戻ってきた理由とか詳しくはまた次回か次々回あたりに
誤字修正、244様、灰汁人様、kuzuchi様ありがとうございます!
「うお」
「お」
今日も今日とて積んだコミックの処理を、と山盛りのコミック雑誌を抱えて談話室に足を踏み入れる、共用のテーブルに座ってどんぶり一杯の米をかき込む珍しい奴と遭遇した。
「あれ、イギリスに永住するんじゃなかったのか」
「なんでやねん。あー、米うめー」
「美味しいね、恭ちゃん」
山岸恭二と下原沙織。
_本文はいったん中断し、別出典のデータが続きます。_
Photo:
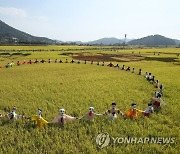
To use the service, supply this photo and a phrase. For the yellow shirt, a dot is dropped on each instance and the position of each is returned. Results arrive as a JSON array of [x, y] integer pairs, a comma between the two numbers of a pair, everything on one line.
[[39, 121]]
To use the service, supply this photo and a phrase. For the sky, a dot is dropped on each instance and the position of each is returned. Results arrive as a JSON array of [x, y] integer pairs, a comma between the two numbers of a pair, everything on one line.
[[88, 20]]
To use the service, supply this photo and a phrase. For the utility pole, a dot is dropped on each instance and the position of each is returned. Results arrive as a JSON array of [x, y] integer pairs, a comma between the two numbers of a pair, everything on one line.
[[124, 41]]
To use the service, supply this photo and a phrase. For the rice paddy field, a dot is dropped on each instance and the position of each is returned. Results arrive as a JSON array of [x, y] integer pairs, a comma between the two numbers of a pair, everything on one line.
[[76, 87]]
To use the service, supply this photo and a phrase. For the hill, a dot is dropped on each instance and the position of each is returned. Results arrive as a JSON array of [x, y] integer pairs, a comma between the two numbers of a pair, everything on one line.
[[154, 40], [9, 34], [106, 41]]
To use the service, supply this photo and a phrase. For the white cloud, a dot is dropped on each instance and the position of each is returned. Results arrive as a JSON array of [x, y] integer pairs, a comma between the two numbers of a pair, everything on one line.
[[12, 12]]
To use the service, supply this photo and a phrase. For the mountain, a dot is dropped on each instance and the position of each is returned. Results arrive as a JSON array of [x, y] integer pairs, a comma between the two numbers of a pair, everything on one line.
[[177, 42], [9, 34], [106, 41], [154, 40]]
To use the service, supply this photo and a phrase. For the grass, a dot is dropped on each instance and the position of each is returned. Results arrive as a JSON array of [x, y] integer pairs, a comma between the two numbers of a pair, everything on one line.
[[75, 87]]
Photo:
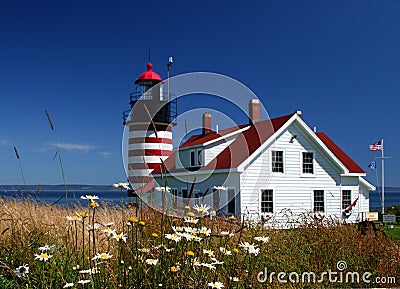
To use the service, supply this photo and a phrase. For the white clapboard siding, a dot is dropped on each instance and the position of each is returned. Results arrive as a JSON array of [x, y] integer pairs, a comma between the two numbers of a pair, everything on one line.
[[291, 189]]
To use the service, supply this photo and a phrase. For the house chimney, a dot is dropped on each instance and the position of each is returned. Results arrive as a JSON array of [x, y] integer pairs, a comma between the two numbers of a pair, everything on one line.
[[254, 110], [206, 123]]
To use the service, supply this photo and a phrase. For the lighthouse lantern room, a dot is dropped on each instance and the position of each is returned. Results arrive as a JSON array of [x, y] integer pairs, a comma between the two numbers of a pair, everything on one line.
[[150, 120]]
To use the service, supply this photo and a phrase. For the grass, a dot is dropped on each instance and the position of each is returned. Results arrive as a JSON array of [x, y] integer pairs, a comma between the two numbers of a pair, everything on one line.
[[140, 249]]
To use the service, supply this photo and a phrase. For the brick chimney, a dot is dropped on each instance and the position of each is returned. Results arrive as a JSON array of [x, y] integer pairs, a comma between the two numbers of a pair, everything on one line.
[[206, 123], [254, 110]]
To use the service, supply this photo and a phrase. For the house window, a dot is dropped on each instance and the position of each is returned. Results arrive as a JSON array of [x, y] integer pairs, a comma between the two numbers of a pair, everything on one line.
[[231, 204], [184, 193], [175, 196], [199, 157], [192, 158], [277, 161], [319, 203], [346, 198], [216, 199], [308, 163], [267, 203]]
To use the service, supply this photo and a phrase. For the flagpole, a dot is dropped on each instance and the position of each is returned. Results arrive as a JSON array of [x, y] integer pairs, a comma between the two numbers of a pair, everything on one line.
[[383, 180]]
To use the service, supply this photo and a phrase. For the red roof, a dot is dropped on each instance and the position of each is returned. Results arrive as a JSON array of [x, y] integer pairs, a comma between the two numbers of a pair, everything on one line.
[[340, 154], [247, 143], [241, 148], [149, 75]]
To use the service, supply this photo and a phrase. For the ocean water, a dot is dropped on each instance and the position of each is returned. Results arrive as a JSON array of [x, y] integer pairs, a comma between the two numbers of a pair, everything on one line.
[[115, 196]]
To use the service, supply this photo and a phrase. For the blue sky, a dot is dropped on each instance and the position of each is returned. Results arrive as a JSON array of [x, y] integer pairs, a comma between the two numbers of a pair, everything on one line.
[[337, 61]]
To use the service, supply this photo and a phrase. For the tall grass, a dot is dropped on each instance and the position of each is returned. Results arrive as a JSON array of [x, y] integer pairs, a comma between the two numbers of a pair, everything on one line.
[[151, 250]]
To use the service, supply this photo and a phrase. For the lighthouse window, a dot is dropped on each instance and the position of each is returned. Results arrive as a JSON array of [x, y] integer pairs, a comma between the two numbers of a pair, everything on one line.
[[192, 158], [199, 157], [346, 198], [277, 161]]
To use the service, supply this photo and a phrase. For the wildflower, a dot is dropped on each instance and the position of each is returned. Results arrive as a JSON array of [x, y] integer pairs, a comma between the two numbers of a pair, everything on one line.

チームヤマギの誇る全一冒険者とその嫁の帰還である。
ベリベリと音を立ててマジックテープを剥がし、腕を通して貼り直す。ヤマギシの、というよりも日本冒険者協会が指定している冒険者のユニフォームは金属を使っておらず、ジッパーの代わりにマジックテープが使用されている。
金属を使っていない理由はまぁ、あれだ。ファイアボールを食らって金属部分が溶けたら悲惨な事になるからな。
「支払いは任せろー(ばりばりばり)」
「やめて!」
「――イェア!」
ピシガシグッグ!
「恭ちゃん、楽しそう」
「ジョジョネタ乙。お兄ちゃんハシャいでるなぁ!」
着脱の際に良くやるネタを交わし合い、恭二と両腕をぶつけあう。これだよこれ。このノリが最近足りなかったんだ。
「このユニフォームも久しぶりだね」
「最近は円卓騎士団のユニフォームばっかだったからなぁ」
感慨深そうに呟く沙織ちゃんに、恭二が頷きながらそう応える。円卓騎士団っていうのは30層より下の深層攻略の為に結成された、英国冒険者のトップチームだそうだ。オリバーさんがリーダー、と思いきや、なんかリーダーはリアル王子様がやってるんだとかやってないんだとか。
「まぁ実質はオリバーさんがリーダーだったけどな」
「真面目な人だったけどねー、王子様」
関わり合いになりたくない単語ぶっちぎりナンバーワン、”政治案件”の匂いがプンプンする内容ですね。くぉれはさっさと帰ってきてて大正解のパターンか。
ドイツのトップチームも何とか騎士団だったし、欧州系の冒険者は騎士の系列でチーム名を決めていくのだろうか。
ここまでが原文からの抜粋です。